Last month I was trying to make a figure in ggplot in which the legend did not include certain elements present in the plot. I though it would be straightforward, but I was wrong.

This is my actual search history from that day:

ggplot2 omit legend element
tidyverse ggplot legend guide
ggplot remove legend element
ggplot2 remove legend item
ggplot r exclude from legend
extra legend elements ggplot2
remove legend portion ggplot
tidyverse legend guide
Ctenomys leucodon
r suppress legend factor
ggplot legends cookbook

None of the search results seemed to point me in the right direction, and after not getting anywhere I decided to ask on Twitter:

Several knowledgeable and helpful people suggested using separate geoms and drawing the legend from a geom that excluded the data for the unwanted legend element.

That made sense, and I would have totally gone for that approach If I hadn’t been working with a fancy ggtree geom that I couldn’t easily duplicate.
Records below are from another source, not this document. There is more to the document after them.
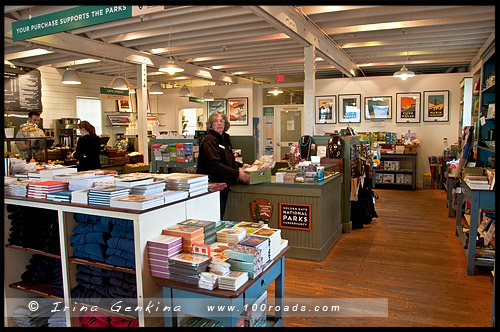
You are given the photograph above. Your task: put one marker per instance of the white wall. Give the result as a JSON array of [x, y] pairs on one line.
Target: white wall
[[430, 134]]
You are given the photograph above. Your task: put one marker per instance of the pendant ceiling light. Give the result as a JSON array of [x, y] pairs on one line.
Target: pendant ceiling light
[[208, 96], [156, 89], [119, 83], [184, 91], [276, 91], [71, 77]]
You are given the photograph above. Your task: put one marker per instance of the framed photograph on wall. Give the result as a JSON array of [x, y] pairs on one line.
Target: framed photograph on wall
[[238, 111], [436, 106], [408, 107], [349, 108], [325, 109], [378, 108], [119, 120], [217, 105], [124, 105]]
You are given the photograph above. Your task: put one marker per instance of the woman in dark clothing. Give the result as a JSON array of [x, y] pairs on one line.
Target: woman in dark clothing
[[216, 157], [88, 148]]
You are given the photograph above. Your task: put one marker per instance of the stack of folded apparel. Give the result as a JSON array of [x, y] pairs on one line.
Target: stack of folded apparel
[[96, 284], [24, 317], [58, 319], [160, 248], [34, 228], [245, 259], [44, 270], [209, 235], [120, 251], [186, 267], [90, 236]]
Otherwise I could have edited the legend manually in a graphics program as a last resort.

Luckily, Hadley Wickham solved my question with this three-word tweet:

It looks like the breaks argument that goes into the scale_*_ functions (fill, colour, linetype, shape, etc.) can not only be used to reorder items in the legend, but also to exclude them. I guess it rarely makes sense to have things on a plot with no corresponding legend entry, but I’m posting this to document this use-case and behavior of setting the breaks. Various other ggplot users were unaware of this, so I don’t feel too silly writing this post.
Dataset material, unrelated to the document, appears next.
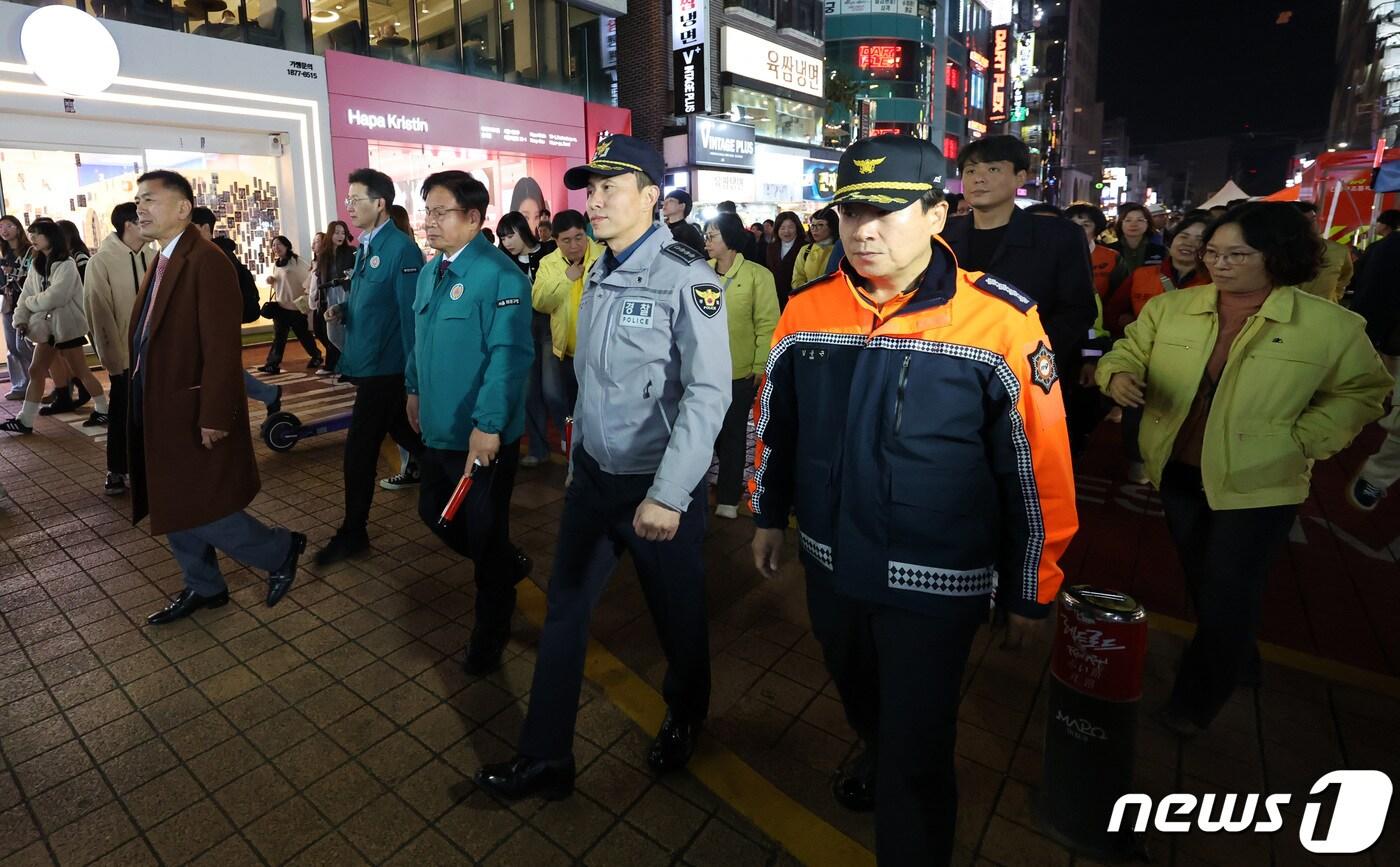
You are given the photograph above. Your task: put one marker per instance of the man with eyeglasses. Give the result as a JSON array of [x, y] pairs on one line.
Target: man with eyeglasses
[[378, 322], [466, 376]]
The legend Guide in the official Tidyverse ggplot2 documentation does not include the terms exclude, omit, or drop. Maybe there’s a good reason for this, but in any case I was feeling emboldened by a talk I saw at RStudio::conf about contributing to the Tidyverse, so I’ve created a pull request to incorporate an example like the one below into the documentation.

Let’s try it out.

This will create the typical scatterplot of weight vs. miles per gallon for the mtcars dataset, with the type of engine shown with different colors.

library(ggplot2)

ggplot(mtcars) +
  geom_point(aes(wt, mpg,colour = factor(cyl)), size = 3)+
  scale_color_discrete(name="Cylinders")
  
4, 6, and 8 cylinders

This will generate the same plot, but excluding the six cylinder category from the items in the legend. The points are still in the plot and in this case it’s kind of weird to not show what they represent.

ggplot(mtcars) +
  geom_point(aes(wt, mpg,colour = factor(cyl)), size = 3)+
  scale_color_discrete(breaks=c(4,8), name="Cylinders")
just 4 and 8

I you’re a phylo person and use ggtree to highlight clades this will come in handy, otherwise I hope this is still a somewhat useful resource on setting breaks. I was so happy and thankful to complete my figure that I asked Hadley for a permanent reminder to set the breaks in my R4DS book.